If you have your driveway plowed, now is a great time to put up stakes marking the edge of the lawn indicating the transition from gravel or pavement to grass. Snow plow damage becomes visible in the spring time as snow recedes, exposing chunks of sod and grass tossed aside to dry out and die. Without help, snow plow operators can have difficulty determining where your driveway ends and the lawn begins. Such an error is commonplace during late night snow storms and can result in significant lawn damage. Using posts, stakes, or sticks can provide a simple, yet effective signal and minimize or prevent the edge of your lawn from being “relocated”.

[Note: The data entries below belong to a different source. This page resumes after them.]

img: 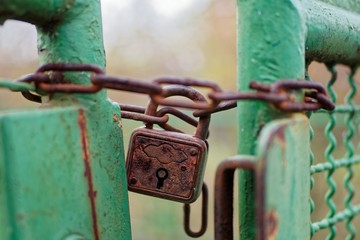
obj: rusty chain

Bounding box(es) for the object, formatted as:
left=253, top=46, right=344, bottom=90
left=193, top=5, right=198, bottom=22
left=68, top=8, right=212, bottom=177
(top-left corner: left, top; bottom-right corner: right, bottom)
left=0, top=63, right=335, bottom=237
left=2, top=63, right=335, bottom=116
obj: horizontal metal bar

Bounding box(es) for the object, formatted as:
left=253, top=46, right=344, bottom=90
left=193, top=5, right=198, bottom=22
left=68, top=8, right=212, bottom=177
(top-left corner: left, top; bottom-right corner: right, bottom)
left=303, top=0, right=360, bottom=65
left=310, top=156, right=360, bottom=174
left=0, top=79, right=35, bottom=92
left=311, top=204, right=360, bottom=233
left=0, top=0, right=71, bottom=25
left=320, top=0, right=360, bottom=14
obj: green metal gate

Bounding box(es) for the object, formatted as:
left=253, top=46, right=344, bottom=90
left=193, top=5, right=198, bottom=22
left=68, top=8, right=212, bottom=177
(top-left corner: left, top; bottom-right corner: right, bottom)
left=0, top=0, right=360, bottom=240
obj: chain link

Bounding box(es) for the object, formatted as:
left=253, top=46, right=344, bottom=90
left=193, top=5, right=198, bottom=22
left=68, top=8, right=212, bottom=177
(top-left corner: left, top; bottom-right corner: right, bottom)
left=0, top=63, right=335, bottom=128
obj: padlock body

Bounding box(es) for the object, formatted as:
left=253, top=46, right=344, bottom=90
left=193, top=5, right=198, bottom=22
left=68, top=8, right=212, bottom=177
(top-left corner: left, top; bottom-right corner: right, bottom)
left=126, top=127, right=208, bottom=203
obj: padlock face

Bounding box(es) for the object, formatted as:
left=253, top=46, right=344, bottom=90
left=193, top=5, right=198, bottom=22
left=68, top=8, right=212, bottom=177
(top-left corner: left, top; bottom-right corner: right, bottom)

Even though it is now November, if you got caught with your lawn still needing another cut- say over 3” in height- don’t feel odd pulling out your mower for one last farewell mowing. Many folks can remove leaves and mow simultaneously so this is a great opportunity to “get two birds with one stone” as the saying goes. A clean, short cut in November is one way you can say “I love you” to your lawn before the onset of winter.
Many tree limbs were damaged by the weight of the snow with leaves still turning colors, many still green! Be sure to have those branches cleanly pruned to help reduce future insect and disease damage. Of course, remove as many downed branches on your lawn as possible, leaving the lawn surface as clean as possible before winter truly arrives. Completing these basic housekeeping items can give your landscape the edge it might need to survive an unpredictable winter.